Shortly, thereafter we boarded a dive boat run by the affable and talkative Captain Jack. We darted across the harbor—between the weather stations on Clarke and Shark islands, past Taylors and Chowder Bay—to a protected cove nearly out in the South Pacific. Rather than visit the 5000 captive residents at the renowned Sydney Aquarium, we snorkeled in the warm, clear water above a rocky reef filled with colorful local denizens interacting in their natural habitat.
On our return, Captain Jack sped past tiny Fort Denison Island, where in 1842 one of the last Martello Towers (a defensive fortification) in the world was built. In a typical display of Aussie joie d vivre, a happy bride and groom were laughing their way through a photo shoot beside the fortress. Of course, we detoured to dash beneath the Harbor Bridge, affording a view from underneath. And glided practically up to the doors of the Opera House.
Back in the Rocks that night we ate a casual outdoor café meal of fish and chips and then threw back a few Coopers Ales at The Hero of Waterloo and the Lord Nelson, two of the oldest pubs in the city (built in 1845 and 1842 respectively). I insisted on one more round as we stood at the square bar so we would be in the best possible shape for our surfing lesson in the morning, at world-renowned Bondi Beach. Our crawl back from the pub led us past shops that we swore we’d be back to visit to buy gifts for our wives—opals for mine, aboriginal artwork for one of the Toms, a giant pan of pastries for another Tom (we suspected such a gift would be unlikely to make it home).
If you’ve ever spent two hours in a washing machine full of sandpaper, then you know precisely what our surfing lesson, from Let’s Go Surfing, was like. The Toms’ and my gray hair stood out in the crowd of young studs and gangly underwear models who’d stepped right out of a magazine ad to participate in this adventure on a the perfect scythe of beach between rocky headlands. We wrestled with our long-boards while being pummeled by the smallest of warm blue waves; farther out, the real waves swatted at more advanced surfers like King Kong knocking down airplanes. Two hours later, exhausted, our ears filled with sand and tiny crustaceans, we stopped for double espressos and Lamingtons (squares of chocolate cake covered in coconut) in a coffee bar along Campbell Parade, happy to be intact.
After dinner at Nicks (see sidebar) we slept well in preparation for the next morning’s apex—literally—of our adventurous Sydney visit: the bridge climb.
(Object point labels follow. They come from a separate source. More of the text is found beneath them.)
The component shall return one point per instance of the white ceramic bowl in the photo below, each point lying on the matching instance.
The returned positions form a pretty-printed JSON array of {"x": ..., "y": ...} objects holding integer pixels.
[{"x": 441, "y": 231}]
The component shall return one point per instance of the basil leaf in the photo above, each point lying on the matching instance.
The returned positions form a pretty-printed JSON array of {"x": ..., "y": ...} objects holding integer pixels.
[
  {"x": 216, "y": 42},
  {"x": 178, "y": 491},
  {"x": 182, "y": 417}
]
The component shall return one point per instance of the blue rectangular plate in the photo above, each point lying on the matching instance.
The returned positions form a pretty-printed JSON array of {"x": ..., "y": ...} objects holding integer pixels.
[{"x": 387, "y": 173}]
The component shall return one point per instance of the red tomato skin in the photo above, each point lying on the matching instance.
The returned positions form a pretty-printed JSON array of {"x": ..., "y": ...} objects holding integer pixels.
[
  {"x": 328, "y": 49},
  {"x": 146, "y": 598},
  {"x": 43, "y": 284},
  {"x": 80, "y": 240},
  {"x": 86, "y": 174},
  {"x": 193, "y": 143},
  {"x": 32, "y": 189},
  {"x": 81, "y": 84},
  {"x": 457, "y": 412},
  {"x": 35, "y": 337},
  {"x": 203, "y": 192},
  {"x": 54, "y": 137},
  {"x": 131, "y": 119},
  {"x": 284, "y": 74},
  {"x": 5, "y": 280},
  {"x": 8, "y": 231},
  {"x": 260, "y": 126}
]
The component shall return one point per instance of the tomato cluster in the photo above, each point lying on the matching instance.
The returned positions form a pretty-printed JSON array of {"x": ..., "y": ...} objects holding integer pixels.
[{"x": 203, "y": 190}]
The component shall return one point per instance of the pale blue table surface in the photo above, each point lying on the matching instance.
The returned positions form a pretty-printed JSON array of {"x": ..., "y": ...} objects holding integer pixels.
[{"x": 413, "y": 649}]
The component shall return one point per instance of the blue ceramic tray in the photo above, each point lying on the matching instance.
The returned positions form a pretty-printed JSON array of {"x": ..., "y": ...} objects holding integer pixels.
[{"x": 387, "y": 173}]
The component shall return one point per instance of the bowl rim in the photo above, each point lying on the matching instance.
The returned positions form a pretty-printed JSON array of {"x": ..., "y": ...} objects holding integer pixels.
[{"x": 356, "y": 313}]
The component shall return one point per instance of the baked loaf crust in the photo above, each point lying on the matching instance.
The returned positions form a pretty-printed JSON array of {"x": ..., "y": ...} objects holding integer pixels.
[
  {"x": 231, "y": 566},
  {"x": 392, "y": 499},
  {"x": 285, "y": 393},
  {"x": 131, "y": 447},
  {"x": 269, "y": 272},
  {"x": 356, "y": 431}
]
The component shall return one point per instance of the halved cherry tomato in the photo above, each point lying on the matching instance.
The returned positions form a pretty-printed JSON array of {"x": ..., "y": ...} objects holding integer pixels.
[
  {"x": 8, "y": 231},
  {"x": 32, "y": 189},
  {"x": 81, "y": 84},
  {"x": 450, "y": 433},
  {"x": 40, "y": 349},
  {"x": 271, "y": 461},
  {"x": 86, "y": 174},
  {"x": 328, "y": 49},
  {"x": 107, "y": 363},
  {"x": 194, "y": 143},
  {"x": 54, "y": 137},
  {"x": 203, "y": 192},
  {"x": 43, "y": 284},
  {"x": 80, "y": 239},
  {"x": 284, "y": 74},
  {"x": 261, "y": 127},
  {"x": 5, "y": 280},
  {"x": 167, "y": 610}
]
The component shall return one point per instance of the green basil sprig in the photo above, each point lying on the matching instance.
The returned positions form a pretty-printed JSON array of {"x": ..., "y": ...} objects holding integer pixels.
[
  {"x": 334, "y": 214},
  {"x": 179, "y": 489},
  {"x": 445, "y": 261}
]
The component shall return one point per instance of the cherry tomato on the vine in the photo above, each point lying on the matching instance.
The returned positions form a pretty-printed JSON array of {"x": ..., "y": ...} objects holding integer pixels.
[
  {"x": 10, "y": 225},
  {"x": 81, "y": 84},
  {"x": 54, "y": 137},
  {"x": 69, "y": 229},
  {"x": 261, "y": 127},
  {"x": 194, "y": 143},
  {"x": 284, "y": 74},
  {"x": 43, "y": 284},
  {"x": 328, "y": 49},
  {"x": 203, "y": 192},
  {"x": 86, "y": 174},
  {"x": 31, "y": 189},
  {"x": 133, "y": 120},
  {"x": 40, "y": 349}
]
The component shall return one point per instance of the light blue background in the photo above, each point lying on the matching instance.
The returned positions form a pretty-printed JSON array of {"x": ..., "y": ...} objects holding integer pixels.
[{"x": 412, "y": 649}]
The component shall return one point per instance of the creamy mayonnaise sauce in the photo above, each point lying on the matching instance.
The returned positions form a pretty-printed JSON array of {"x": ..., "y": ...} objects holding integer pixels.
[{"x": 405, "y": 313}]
This three hour tour began with a breathalyzer test, the handing out of special climbing suits that would prevent anything from falling out of our pockets onto the roadway far below, and an orientation during which we learned how to clip into safety cables and operate our radio head sets. And then we were off—climbing ladders, creeping along catwalks and pylons, and finally beginning our ascent of the span, more than 400 feet above the water. Our guide snapped our team photo at the top—me and the Toms grinning wildly through hangovers and acrophobia, the white sails of the opera house far below us in the distance.